Kenaikan ditopang lompatan sejumlah sektor saham, seperti sektor keuangan, konsumer primer, properti, teknologi, energi, dan material dasar. Sebaliknya penurunan melanda saham industri, konsumer primer, dan kesehatan.
Baca Juga
Di tengah penguatan tersebut, sejumlah saham ini catatkan lompatan harga, yaitu saham WBSA naik 24,88% menjadi Rp 1.330, AMIN naik 18,33% menjadi Rp 284, dan BDMN menguat 18,96% menjadi Rp 4.580.
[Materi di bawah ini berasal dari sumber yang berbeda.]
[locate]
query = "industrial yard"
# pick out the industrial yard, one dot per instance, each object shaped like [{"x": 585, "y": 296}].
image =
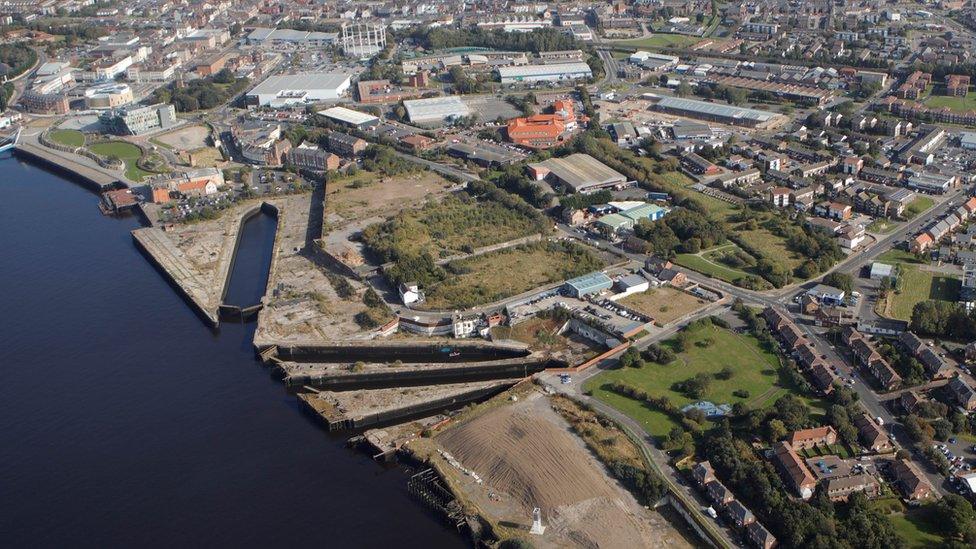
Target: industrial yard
[{"x": 514, "y": 454}]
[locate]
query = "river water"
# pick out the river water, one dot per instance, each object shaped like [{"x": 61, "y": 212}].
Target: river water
[{"x": 124, "y": 421}]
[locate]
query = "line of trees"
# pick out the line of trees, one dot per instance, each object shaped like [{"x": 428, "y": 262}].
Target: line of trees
[{"x": 203, "y": 93}]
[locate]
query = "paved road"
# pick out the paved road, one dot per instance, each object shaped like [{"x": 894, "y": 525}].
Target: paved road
[
  {"x": 870, "y": 400},
  {"x": 439, "y": 168},
  {"x": 658, "y": 458}
]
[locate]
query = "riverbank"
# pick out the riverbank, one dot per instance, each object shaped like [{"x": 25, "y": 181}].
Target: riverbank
[{"x": 122, "y": 419}]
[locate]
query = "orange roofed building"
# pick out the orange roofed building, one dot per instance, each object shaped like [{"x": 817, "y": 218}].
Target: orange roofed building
[
  {"x": 200, "y": 182},
  {"x": 542, "y": 131}
]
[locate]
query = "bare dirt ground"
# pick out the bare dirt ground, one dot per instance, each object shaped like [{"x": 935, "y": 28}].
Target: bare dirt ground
[
  {"x": 185, "y": 139},
  {"x": 302, "y": 304},
  {"x": 354, "y": 203},
  {"x": 528, "y": 457}
]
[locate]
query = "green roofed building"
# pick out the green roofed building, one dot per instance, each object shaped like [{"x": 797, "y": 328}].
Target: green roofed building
[
  {"x": 652, "y": 212},
  {"x": 588, "y": 284},
  {"x": 614, "y": 223}
]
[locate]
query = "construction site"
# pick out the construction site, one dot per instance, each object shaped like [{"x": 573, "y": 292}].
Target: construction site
[
  {"x": 491, "y": 446},
  {"x": 515, "y": 459}
]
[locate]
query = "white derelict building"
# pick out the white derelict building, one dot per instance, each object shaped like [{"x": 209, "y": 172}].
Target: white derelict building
[{"x": 295, "y": 89}]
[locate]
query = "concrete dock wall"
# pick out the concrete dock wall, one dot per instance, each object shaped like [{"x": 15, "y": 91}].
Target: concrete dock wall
[
  {"x": 407, "y": 413},
  {"x": 426, "y": 376},
  {"x": 275, "y": 210},
  {"x": 89, "y": 177},
  {"x": 389, "y": 351},
  {"x": 149, "y": 250}
]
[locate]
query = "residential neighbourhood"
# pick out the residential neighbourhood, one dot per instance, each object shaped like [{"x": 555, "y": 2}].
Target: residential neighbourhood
[{"x": 738, "y": 241}]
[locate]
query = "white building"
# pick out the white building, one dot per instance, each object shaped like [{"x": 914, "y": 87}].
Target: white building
[
  {"x": 465, "y": 326},
  {"x": 410, "y": 293},
  {"x": 296, "y": 89},
  {"x": 436, "y": 109}
]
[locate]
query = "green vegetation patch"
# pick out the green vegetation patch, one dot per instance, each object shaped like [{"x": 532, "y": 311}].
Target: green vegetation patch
[
  {"x": 660, "y": 40},
  {"x": 710, "y": 264},
  {"x": 504, "y": 273},
  {"x": 895, "y": 255},
  {"x": 707, "y": 350},
  {"x": 456, "y": 224},
  {"x": 664, "y": 304},
  {"x": 919, "y": 527},
  {"x": 956, "y": 104},
  {"x": 68, "y": 138},
  {"x": 916, "y": 286},
  {"x": 917, "y": 206},
  {"x": 127, "y": 153}
]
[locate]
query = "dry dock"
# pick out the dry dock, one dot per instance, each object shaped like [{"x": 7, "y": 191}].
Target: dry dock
[
  {"x": 204, "y": 287},
  {"x": 194, "y": 285},
  {"x": 356, "y": 409}
]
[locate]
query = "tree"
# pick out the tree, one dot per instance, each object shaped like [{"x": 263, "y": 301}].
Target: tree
[
  {"x": 631, "y": 358},
  {"x": 957, "y": 516},
  {"x": 775, "y": 430}
]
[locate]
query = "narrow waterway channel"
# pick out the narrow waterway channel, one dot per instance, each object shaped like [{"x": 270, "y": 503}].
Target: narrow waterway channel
[
  {"x": 124, "y": 422},
  {"x": 249, "y": 276}
]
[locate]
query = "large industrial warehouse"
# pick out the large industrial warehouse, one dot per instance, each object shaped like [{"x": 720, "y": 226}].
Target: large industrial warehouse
[
  {"x": 436, "y": 110},
  {"x": 294, "y": 89},
  {"x": 577, "y": 173},
  {"x": 349, "y": 117},
  {"x": 715, "y": 112}
]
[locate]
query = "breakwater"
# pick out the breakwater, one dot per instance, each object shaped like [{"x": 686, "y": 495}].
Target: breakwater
[
  {"x": 97, "y": 180},
  {"x": 409, "y": 352},
  {"x": 430, "y": 374}
]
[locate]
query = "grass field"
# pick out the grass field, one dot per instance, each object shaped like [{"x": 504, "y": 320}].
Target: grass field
[
  {"x": 917, "y": 206},
  {"x": 919, "y": 527},
  {"x": 126, "y": 152},
  {"x": 773, "y": 246},
  {"x": 917, "y": 286},
  {"x": 709, "y": 268},
  {"x": 660, "y": 41},
  {"x": 900, "y": 256},
  {"x": 677, "y": 178},
  {"x": 453, "y": 225},
  {"x": 708, "y": 264},
  {"x": 958, "y": 104},
  {"x": 711, "y": 349},
  {"x": 496, "y": 275},
  {"x": 663, "y": 304},
  {"x": 68, "y": 138}
]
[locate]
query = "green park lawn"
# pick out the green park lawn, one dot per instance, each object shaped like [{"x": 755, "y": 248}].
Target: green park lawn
[
  {"x": 917, "y": 286},
  {"x": 895, "y": 255},
  {"x": 772, "y": 246},
  {"x": 710, "y": 350},
  {"x": 919, "y": 527},
  {"x": 707, "y": 264},
  {"x": 68, "y": 138},
  {"x": 127, "y": 153},
  {"x": 958, "y": 104},
  {"x": 677, "y": 178},
  {"x": 660, "y": 40},
  {"x": 917, "y": 206}
]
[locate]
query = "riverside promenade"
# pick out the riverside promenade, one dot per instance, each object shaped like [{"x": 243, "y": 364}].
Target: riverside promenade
[{"x": 83, "y": 168}]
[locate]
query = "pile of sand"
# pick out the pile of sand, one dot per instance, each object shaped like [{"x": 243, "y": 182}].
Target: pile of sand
[{"x": 535, "y": 461}]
Kemarin, IHSG ditutup melemah 17,77 poin (-0,24%) menjadi 7.541 dengan investor asing mencatatkan penjualan bersih (net sell) saham senilai Rp 827,43 miliar. Net sell terbanyak melanda saham BBRI, BMRI, dan BBCA.
Adapun penurunan indeks kemarin dipicu pelemahan saham sektor energi, material dasar, dan properti. Tekanan juga datang dari kejatuhan dua saham big cap ini, yaitu BREN melemah 9,62% menjadi Rp 5.400 dan DSSA melemah 9,71% menjadi Rp 2.510.
Baca Juga
Garuda Indonesia (GIAA) Pangkas Rugi Bersih 45,19% di Kuartal I 2026
Meski IHSG ditutup jatuh, sejumlah saham berikut catatkan kenaikan hingga auto reject atas (ARA), yaitu COAL naik 33,96% menjadi Rp 71, BDMN naik 25% menjadi Rp 2.850, HOPE menguat 24,60% menjadi Rp 314, TALF naik 24,60% menjadi Rp 785, dan saham WBSA naik 24,56% menjadi Rp 1.065.
ARA juga melanda saham BOBA naik 24,56% menjadi Rp 284, BABY naik 24,54% menjadi Rp 406, BIKE naik 24,51% menjadi Rp 635, dan COCO menguat 24,40% menjadi Rp 520. Meski tak ARA, saham KOTA melambung 29,52% menjadi Rp 136.